In 1953 Bowditch was noted helping a Portsmouth community pageant, and her family moved to Peterborough, New Hampshire in the south of the state in 1959, attended the 1963 Baháʼí World Congress with her husband and a granddaughter, and in 1965 Bowditch is pictured on the first local Spiritual Assembly of Brookline, the local administrative organization of the religion.

==Retirement years==
Harold died in August 1964 and their home at 12 Pine Street became the official Baháʼí Center of the community in 1967 at which Guy Murchie gave a talk for the opening ceremony. In 1968 Bowditch donated a number of materials to the Library of Harvard Medical School from her husband's collection. She also began to donate materials to the Archives of American Art in several installments between 1968 and 1979.

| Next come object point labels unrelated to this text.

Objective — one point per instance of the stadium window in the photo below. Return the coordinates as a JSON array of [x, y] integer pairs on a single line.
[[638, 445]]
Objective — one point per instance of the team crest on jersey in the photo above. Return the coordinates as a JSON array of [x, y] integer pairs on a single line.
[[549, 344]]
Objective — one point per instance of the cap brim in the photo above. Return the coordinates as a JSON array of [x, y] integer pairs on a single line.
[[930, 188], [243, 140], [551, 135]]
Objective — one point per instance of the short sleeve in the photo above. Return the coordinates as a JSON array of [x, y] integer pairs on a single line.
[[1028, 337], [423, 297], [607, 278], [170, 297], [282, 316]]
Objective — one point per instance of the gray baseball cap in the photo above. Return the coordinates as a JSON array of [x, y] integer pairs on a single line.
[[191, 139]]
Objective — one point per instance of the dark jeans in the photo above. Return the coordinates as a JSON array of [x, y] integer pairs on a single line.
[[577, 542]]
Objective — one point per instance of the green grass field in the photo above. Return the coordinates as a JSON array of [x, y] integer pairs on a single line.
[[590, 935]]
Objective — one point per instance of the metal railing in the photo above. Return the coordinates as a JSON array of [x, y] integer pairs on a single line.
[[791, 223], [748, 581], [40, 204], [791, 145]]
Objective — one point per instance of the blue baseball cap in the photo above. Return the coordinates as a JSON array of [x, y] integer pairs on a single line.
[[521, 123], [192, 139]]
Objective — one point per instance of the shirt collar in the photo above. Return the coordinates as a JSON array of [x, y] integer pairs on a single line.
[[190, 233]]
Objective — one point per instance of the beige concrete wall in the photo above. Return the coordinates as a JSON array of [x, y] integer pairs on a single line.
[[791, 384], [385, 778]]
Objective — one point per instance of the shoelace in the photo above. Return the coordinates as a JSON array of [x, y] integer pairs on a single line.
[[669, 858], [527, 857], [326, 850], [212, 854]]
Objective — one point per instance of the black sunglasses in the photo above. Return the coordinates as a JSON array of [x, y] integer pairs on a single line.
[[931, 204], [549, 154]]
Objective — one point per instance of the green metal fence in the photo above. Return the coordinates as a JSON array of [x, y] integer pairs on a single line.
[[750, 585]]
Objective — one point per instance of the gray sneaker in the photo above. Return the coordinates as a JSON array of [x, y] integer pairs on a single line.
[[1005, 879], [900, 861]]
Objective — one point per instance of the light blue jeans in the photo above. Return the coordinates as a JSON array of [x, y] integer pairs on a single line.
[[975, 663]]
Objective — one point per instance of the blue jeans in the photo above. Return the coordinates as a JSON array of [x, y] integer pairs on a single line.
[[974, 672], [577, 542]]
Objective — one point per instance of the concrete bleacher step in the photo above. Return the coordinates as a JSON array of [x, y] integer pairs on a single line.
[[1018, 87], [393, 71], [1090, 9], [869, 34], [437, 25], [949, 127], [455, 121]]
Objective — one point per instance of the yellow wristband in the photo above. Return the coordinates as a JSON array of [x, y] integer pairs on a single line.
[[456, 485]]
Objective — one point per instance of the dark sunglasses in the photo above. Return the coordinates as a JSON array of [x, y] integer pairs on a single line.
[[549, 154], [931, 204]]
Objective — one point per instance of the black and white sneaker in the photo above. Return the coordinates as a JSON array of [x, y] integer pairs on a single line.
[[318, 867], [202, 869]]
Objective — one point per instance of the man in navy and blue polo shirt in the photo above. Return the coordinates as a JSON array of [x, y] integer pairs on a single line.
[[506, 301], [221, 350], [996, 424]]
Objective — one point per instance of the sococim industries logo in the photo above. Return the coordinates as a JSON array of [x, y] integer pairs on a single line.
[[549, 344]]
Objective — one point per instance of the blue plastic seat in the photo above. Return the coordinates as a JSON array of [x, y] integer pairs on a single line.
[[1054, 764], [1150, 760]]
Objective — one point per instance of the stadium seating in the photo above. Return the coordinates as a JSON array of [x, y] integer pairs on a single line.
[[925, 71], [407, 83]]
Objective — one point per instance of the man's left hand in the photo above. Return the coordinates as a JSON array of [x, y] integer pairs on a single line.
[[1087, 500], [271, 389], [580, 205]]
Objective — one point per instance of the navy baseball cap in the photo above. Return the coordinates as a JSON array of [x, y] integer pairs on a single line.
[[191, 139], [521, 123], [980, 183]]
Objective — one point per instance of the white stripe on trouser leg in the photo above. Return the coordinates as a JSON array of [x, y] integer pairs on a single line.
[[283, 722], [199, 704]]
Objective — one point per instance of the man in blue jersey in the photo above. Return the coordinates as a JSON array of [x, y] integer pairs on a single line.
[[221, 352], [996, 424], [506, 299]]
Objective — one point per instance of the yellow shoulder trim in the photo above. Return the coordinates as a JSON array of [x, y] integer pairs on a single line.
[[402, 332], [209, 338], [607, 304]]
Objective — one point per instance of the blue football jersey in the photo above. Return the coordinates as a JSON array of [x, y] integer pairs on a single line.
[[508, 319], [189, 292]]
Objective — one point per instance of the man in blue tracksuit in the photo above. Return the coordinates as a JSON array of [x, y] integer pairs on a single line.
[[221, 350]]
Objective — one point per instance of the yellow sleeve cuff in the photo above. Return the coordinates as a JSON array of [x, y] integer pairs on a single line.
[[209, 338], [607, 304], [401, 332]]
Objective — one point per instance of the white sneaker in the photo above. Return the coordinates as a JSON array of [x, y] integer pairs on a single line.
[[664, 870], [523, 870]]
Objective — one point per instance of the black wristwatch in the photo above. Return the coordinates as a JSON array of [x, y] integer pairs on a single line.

In 1970 she was at the official presentation of a Baháʼí book to then Governor Walter R. Peterson, Jr. and published a book on her father. In 1971 she gave a talk about meeting ʻAbdu'l-Baha.

In 1972 she was noted by Portsmouth Friends of the Library, spoke at Meriden, Connecticut on her memory of meeting ʻAbdu'l-Bahá, and aided in costumes for play at Keene State College.

She died May 1, 1979 and a posthumously published memoir, The Artist's Daughter: Memoirs 1890-1979 was printed with the aide of her grandchildren.